So I just finished installing a car stereo into my car. I wanted to do it myself to learn as much a possible. This post is to share bits of information that were previously buried on message boards, or were myths that car audio shops had previously told me (or debunked for me).

DISCLAIMER: I’m not a professional, any of this could be false, I just want to share what I now know, and believe to be true.

S2000 Wiring Diagram

Running power

  • The entire chassis is grounded. This is why you remove the black contact first when installing a battery; you don’t want the red contact to brush up against the chassis and cause a short.
  • Shorts are bad, because resistance approaches zero, and Voltage=Current*Resistance. Voltage is a constant 12 volts, and all that current gets converted to heat (fire)
  • Install fuses as close to the battery as possible. This reduces the risk of a short by accidentally touching the red wire to the chassis.
  • Your amp should have fuses on it (e.g. mine each had two 25A fuses). Add up the total amperage, and use a fuse near the battery slightly higher than this (I used a 60A fuse going to each amp).
  • Battery power to the amps is DC, while lines going from the amps to the speakers is AC. This is why you need expensive high gauge wire for power, but speaker wire can be relatively thin in comparison.
  • It is a half-myth that electricity travels on the surface of the wire.

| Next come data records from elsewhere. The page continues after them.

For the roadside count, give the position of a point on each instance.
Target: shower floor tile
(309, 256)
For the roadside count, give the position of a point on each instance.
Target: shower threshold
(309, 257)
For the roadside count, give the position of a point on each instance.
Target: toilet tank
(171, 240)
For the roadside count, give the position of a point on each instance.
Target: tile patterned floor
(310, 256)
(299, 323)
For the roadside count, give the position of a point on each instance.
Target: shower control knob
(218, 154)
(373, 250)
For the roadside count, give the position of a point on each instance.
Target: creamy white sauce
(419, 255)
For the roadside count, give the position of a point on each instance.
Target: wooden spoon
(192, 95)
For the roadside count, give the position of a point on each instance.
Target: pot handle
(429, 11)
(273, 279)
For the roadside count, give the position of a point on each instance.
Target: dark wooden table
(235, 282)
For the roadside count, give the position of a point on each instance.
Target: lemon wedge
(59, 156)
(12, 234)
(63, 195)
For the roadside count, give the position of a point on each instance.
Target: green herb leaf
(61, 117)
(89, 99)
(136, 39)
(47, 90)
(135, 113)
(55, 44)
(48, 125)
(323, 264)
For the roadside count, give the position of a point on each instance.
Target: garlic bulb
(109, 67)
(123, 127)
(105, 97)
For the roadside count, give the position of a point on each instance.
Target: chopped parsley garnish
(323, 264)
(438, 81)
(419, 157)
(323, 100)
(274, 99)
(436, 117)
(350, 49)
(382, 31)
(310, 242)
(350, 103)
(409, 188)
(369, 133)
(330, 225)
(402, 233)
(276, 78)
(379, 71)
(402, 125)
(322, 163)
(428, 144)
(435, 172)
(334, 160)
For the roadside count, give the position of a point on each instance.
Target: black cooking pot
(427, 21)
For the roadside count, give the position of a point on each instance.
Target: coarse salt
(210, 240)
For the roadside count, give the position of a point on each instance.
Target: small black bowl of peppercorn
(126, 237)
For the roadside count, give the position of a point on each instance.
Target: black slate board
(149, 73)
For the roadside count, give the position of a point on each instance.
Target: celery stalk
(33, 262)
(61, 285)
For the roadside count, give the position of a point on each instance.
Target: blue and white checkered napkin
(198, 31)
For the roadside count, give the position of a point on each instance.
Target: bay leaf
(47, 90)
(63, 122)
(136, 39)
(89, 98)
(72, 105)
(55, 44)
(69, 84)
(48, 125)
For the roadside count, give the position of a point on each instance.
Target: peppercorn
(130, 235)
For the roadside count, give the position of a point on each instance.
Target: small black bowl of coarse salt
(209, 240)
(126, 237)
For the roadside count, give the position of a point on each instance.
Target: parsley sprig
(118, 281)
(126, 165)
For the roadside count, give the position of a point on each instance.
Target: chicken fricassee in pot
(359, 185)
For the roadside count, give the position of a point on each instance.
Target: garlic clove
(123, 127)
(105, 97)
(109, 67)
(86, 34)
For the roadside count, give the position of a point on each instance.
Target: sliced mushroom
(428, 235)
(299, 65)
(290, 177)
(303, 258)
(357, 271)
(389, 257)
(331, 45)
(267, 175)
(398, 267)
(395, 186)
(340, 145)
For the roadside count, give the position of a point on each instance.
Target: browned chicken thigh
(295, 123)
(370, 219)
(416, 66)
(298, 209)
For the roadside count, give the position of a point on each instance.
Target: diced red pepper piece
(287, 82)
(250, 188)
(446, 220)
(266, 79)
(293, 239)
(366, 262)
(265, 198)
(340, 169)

This is only true for AC power, and should be most current travels on the surface, not all; so high thread-count for AC is important and not for DC. It is called the skin effect, and happens because at every point in a cross section of a wire, magnetic flux is inducing back EMF causing resistance, and the center of the wire is subject to highest amount of this. DC has no alternating flux, so this doesn’t happen, and resistance is even across the cross section of the wire. However high threadcount wire can be bent more before breaking, so it’s easier to snake around corners; that’s really the only advantage of it for power wire.
  • Avoid cheap alloy wires that are copper-coated. You can tell by looking at the ends of the wires where it is cut; it should be solid copper. Pure copper wire is fairly heavy too. If you get this wire, make sure it has low resistance.
  • At high amperages, the resistance of the power wire becomes significant. Calculate amps by watts = amps * volts (where volts is 12). If too much current goes through, too much heat is created which melts the insulation off and the wire touches the chassis which is grounded and causes a short. Since you installed a fuse, it will blow rather than your car catching on fire.
  • When grounding the amps, use the same gauge you used for running power. The same amount of current flows through them. Since the chassis is grounded, they can be terminated by bolting these to the chassis. Sand down the area where they’re bolted, because it’s probably painted (to stop rust and corrosion).

Amps and Speakers

  • Class D amps are good for subwoofers. They are generally 2/1 channel, which means they have 2 channels, but you can “bridge” the two together to get twice the boost for one channel.
  • Ignore the “max” watts of a speaker or amp, and only pay attention to RMS (Root Mean Square), which is essentially the “average” power of a speaker or amp. Don’t buy speakers who don’t list this, unless they are free, which in that case they are probably half of the “rated” power.
  • Pair your amp to your speakers; which means get an amp with slightly more average power than the speakers.
  • It is better to have underpowered speakers than an underpowered amp. If your volume goes too high the amp will start clipping at peaks and troughs. At these points, pure DC is sent over the line rather than AC. DC creates heat which burns out the coils in your speakers. This is how speakers are usually blown.
  • Do not run signal wires parallel to power. If they cross, make it happen perpendicularly. Electrical Induction is a magical thing that you should avoid because it makes phantom buzzing in your music.

Headunits

  • This is the thing that goes in the dash, and is usually the flashiest and most superficial of things.
  • All Alpine headunits have RCA plugs out that go to the amp. This is not always the case for other makers.
  • There is a blue wire in the wiring harness somewhere; this should be run to the “remote” terminal on your amps. It is how the car tells the stereo that the car is on (rather than parked idle); without this your amps would always be on, and always be draining your battery. It’s very low current, so really thin wire will suffice.

Crossovers

  • They separate high frequencies and low frequencies.
  • These are electrically very simple things. You can build them yourself if you can solder. Don’t spend a lot of money on them.